I am working on a project in Next.js where the majority of the pages are only visible to logged in users. However I also need to create a script that will periodically scrape text from these pages to populate an index for a site search engine.

I can perform a manual scrape using Puppeteer either by connecting to a browser that is already logged in, or by creating a new browser instance and passing in an email and password and accessing the pages that way. However when I try and run Chromium headlessly this method fails as the page goes to a captcha after entering my creds, so unsuitable for running as a periodic cron job.

I was wondering if there was a method of using the auth0 management API to get a token that I can insert into my headless browser as a cookie to bypass the login screen and allow me access to the pages directly?

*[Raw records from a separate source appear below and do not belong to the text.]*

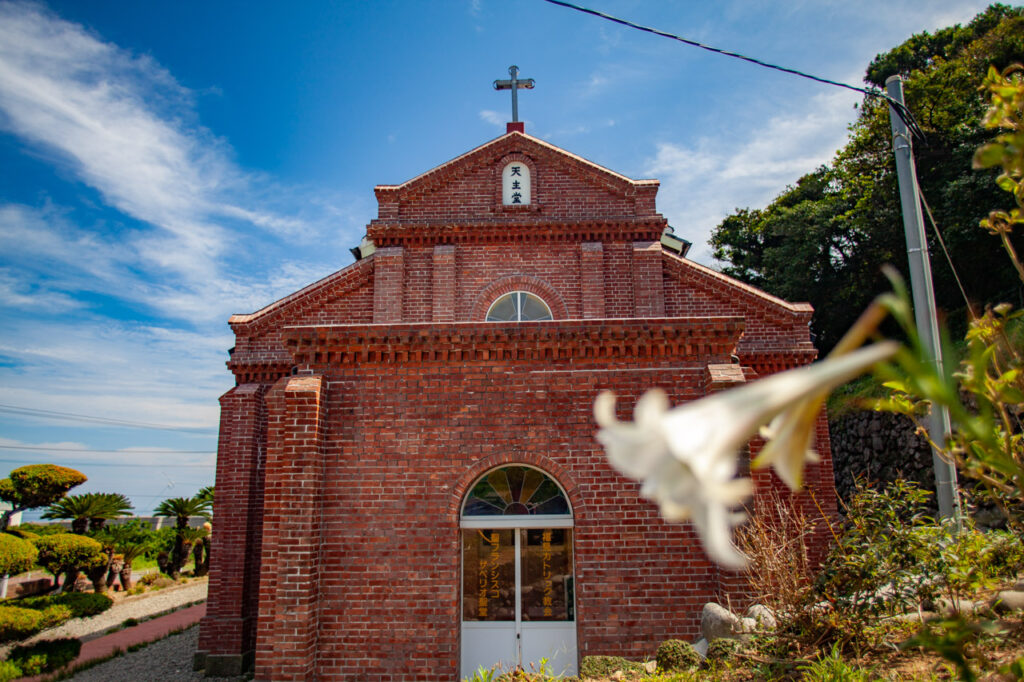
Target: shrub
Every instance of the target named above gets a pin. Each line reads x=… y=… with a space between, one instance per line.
x=54 y=615
x=45 y=656
x=723 y=649
x=676 y=654
x=601 y=667
x=69 y=553
x=16 y=555
x=150 y=579
x=81 y=604
x=18 y=623
x=9 y=671
x=35 y=485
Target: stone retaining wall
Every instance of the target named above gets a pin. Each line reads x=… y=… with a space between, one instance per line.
x=880 y=446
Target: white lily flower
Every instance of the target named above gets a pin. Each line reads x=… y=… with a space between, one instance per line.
x=687 y=457
x=791 y=434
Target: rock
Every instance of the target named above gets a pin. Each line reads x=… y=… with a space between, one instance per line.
x=947 y=607
x=1008 y=600
x=763 y=615
x=918 y=616
x=718 y=622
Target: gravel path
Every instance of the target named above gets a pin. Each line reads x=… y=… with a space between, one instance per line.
x=166 y=661
x=137 y=606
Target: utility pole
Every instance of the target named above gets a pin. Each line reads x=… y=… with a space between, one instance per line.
x=924 y=297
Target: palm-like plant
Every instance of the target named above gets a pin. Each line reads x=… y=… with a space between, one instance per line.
x=90 y=510
x=181 y=509
x=130 y=541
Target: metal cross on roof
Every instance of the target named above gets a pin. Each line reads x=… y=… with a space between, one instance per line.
x=514 y=84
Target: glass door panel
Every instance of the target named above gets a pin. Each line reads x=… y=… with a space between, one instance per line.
x=547 y=591
x=488 y=574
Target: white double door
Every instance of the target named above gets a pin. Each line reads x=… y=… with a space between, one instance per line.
x=518 y=596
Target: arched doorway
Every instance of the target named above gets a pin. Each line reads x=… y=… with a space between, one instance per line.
x=518 y=590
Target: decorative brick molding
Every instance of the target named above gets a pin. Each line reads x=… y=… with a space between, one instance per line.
x=648 y=283
x=388 y=284
x=286 y=639
x=600 y=341
x=592 y=279
x=443 y=285
x=229 y=626
x=526 y=283
x=516 y=229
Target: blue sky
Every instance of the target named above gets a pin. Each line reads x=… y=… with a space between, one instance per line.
x=165 y=165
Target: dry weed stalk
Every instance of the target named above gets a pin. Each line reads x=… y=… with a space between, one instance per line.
x=775 y=541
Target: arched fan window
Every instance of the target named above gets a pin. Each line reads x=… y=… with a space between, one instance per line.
x=518 y=306
x=518 y=491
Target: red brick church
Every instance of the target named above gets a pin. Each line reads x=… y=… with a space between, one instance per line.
x=408 y=481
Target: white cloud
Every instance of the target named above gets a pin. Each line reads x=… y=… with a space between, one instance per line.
x=493 y=117
x=125 y=127
x=704 y=182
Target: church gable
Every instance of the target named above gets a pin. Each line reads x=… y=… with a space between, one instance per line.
x=345 y=296
x=774 y=327
x=515 y=177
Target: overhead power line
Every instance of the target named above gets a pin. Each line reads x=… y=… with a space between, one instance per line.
x=71 y=416
x=108 y=452
x=901 y=110
x=128 y=464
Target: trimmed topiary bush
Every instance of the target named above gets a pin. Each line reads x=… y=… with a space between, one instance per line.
x=601 y=667
x=69 y=554
x=16 y=555
x=676 y=654
x=45 y=656
x=9 y=671
x=18 y=623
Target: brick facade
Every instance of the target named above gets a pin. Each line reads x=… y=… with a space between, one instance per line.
x=369 y=402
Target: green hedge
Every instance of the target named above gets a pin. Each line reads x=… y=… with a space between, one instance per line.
x=16 y=555
x=604 y=667
x=676 y=654
x=18 y=623
x=44 y=656
x=82 y=604
x=9 y=671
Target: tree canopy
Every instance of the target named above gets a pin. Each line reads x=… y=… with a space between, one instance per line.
x=36 y=485
x=824 y=239
x=90 y=510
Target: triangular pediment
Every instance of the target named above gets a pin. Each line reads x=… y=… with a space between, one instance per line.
x=563 y=187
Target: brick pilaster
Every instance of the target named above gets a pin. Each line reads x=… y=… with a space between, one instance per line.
x=389 y=271
x=648 y=283
x=592 y=280
x=288 y=619
x=227 y=631
x=442 y=293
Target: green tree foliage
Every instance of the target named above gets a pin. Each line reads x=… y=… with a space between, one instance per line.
x=16 y=555
x=69 y=554
x=181 y=509
x=36 y=485
x=130 y=541
x=824 y=239
x=90 y=510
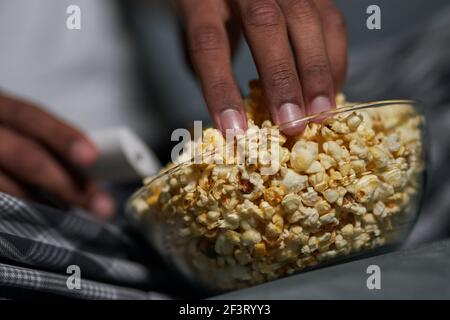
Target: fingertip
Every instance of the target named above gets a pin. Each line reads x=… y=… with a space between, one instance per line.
x=231 y=120
x=320 y=104
x=290 y=118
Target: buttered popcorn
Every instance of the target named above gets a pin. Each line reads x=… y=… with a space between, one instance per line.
x=344 y=185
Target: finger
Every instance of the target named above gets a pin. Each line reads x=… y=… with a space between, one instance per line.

Thanks in advance, I’m only a basic user of auth0 so apologies if there is an obvious answer staring me in the face.

Hi there @jon.pitans welcome to the community!

Thanks for the detailed description :slight_smile:

You could enable the ROPG grant type for your application and get a token to using the Authentication API directly. I believe this would allow you to get around the captcha issue.

Thanks for the quick reply. I think I am already part way down that path, I have a machine to machine application set up and am using a password grant passing a valid users details and receiving an id_token and access_token, which seems to be working correctly.

What I don’t understand (and can’t find a clear answer for in docs) is how to use these tokens to bypass the login page. Is one of these a session cookie or do I need to do a further token exchange? Is the login process checking for a session cookie, or a bearer token in the headers (or both)? Also when setting the cookie to the browser what name does it take? I have found various options - auth0, auth0_compat, legacy_auth0, auth0SSO, the list goes on. Also what should the cookie domain be set to? Currently I am using the domain from the basic information panel on the auth dashboard. Is this right or should I be using the domain for the actual site?

If it is any help, in a standard logged in browser there are two cookies both with the domain of my site call appSession.0 and appSession.1 that are long strings that look similar to the access_token and id_token I am getting.

Again thanks in advance for any pointers.